2. Materials and Methods

2.1. Radiolabeling of Radioactive Probes

Radiolabeling of TPGS micelles (25 mg·mL−1) was performed by the direct method using SnCl2·H2O as reducing agent (7.5 μg/mL) and 37–74 MBq (1–2 mCi) of 99mTcO4 (obtained from a 99Mo-99mTc column generator (BACON SAIC, Argentina), based on a previous work with slight modifications [16]. Saline solution (0.9%NaCl) was used as reaction solvent. Radiochemical purity (RCP) control was performed as follows: free 99mTcO4 was measured by paper chromatography using acetone as mobile phase. Colloidal radioactive impurity was assessed by paper chromatography as well (using saline as mobile phase) and dynamic light scattering. For comparative purposes, 99mTc-sestamibi was used. It was synthesized according to the manufacturer’s instructions (BACON SAIC or Tecnonuclear SA, Argentina). Briefly, 2.2 GBq (60 mCi) of 99mTcO4 was added to a commercial freeze-dried kit reaching a final volume of 3 mL with saline solution. Radiochemical purity was assessed as stated in United States Pharmacopoeia by reverse-phase thin layer chromatography and by solvent extraction method (chloroform) [17]. 99mTc-sestamibi RCP was above 95% in all assays.

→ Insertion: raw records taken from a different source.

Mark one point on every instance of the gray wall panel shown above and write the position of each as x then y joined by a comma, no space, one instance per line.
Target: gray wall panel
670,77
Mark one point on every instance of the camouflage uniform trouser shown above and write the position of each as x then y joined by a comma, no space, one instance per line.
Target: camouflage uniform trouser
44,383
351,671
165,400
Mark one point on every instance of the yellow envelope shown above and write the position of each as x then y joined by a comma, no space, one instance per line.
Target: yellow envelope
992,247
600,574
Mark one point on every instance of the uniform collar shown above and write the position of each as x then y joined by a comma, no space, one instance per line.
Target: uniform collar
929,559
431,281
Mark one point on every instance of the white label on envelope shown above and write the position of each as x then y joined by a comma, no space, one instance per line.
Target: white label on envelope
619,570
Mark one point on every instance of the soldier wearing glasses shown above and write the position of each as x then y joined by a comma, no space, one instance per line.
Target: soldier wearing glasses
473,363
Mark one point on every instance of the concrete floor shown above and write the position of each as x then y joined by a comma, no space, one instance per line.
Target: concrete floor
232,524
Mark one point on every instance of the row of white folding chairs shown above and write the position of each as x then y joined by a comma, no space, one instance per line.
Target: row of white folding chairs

2.2. TPGS Micelles Size, Zeta Potential, and Morphological Characterization

99mTc-radiolabeled TPGS micelles were analyzed by transmission electronic microscopy (TEM) (Zeiss EM 109T equipped with a digital camera Gatan ES1000W, Germany). Samples were placed in a grid and covered with Formvar film. Finally, they were washed in distilled water and were dried in a silica gel support.

The average hydrodynamic diameter and size distribution of TPGS-radiolabeled micelles and colloidal radioactive impurity were measured by dynamic light scattering (DLS; Zetasizer Nano-ZSP, Malvern Instruments, UK) with a He-Ne laser (633 nm) and a digital correlator ZEN3600. Measurements were performed at a θ = 173° angle. Zeta potential was measured using the same analyzer, as described elsewhere [18]. Samples were previously equilibrated at 25°C, and results were expressed as the average of three measurements.

2.3. Cell Culture

4T1 Breast cancer murine cell line was obtained from American Type Culture Collection (ATCC® CRL-2539™ BALB/cfC3H strain). Cells were cultured in RPMI 1640 with fetal bovine serum 10% (FBS), glutamine 0.03%, fungizone 0.001%, and gentamicin 0.004% (Gibco BRL, EE.UU.) and were kept in an incubator at 37°C in a humidified atmosphere and 5% CO2.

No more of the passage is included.